Análise da confiança do consumidor paulistano
Apesar da oscilação negativa observada no curto prazo, o panorama anual revela um comportamento distinto. Ao comparar o desempenho de maio com o mesmo período de 2025, o indicador aponta um avanço de 7,9%. Essa métrica, que varia de zero a 200 pontos, utiliza a marca de 100 como divisor entre o otimismo e o pessimismo, mantendo o consumidor paulistano, tecnicamente, em uma zona de confiança.
Impacto da política monetária no consumo
A Federação do Comércio de Bens, Serviços e Turismo do Estado de São Paulo aponta que o ambiente macroeconômico exerce forte influência sobre o índice. O principal entrave identificado é a taxa básica de juros, a Selic, fixada em 14,5% ao ano.
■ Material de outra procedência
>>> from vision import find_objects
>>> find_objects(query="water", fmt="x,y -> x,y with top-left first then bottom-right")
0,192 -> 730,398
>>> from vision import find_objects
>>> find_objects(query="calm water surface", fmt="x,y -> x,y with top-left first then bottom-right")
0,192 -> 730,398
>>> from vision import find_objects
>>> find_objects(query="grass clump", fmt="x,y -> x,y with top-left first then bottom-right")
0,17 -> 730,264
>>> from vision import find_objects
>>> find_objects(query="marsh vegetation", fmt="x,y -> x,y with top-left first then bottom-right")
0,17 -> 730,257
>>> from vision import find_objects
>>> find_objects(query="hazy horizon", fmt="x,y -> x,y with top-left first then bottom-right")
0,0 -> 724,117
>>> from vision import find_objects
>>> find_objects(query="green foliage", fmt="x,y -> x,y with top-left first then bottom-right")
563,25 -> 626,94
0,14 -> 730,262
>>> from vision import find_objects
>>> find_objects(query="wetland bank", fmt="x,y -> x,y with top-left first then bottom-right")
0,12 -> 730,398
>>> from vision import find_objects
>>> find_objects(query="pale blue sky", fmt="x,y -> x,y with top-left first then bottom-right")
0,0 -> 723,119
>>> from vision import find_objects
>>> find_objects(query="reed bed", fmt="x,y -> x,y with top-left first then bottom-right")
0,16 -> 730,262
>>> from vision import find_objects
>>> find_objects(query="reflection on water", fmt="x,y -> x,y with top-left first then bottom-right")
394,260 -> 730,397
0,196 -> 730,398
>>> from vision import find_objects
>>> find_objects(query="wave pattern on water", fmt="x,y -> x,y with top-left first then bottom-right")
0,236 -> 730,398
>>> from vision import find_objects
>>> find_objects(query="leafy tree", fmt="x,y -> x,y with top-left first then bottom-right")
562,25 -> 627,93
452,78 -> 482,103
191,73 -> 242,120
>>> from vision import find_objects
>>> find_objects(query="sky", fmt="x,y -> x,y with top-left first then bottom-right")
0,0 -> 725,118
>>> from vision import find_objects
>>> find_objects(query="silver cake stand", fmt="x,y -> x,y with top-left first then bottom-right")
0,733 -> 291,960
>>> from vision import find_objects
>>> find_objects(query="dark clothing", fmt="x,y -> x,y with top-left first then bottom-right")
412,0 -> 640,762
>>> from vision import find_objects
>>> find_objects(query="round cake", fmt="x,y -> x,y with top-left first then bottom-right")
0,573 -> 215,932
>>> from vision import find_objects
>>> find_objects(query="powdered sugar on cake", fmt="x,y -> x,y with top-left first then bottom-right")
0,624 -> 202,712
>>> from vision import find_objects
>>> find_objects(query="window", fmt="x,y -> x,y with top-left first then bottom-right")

O encarecimento do crédito atua como um desestímulo direto, dificultando a realização de compras parceladas e a contratação de financiamentos por parte das famílias.
Perspectivas e o papel do Desenrola Brasil
Em contrapartida aos desafios impostos pelos juros, o programa Desenrola Brasil surge como um fator de influência positiva. A iniciativa busca facilitar a renegociação de dívidas, oferecendo descontos que podem chegar a 90% em modalidades como cartão de crédito, cheque especial e crédito pessoal.
A entidade destaca, contudo, que os efeitos práticos dessa medida devem ocorrer de maneira gradual. A melhora na percepção financeira das famílias depende não apenas da oferta de condições pelas instituições bancárias, mas também da adesão efetiva dos consumidores e da real capacidade de pagamento de cada núcleo familiar diante do cenário atual.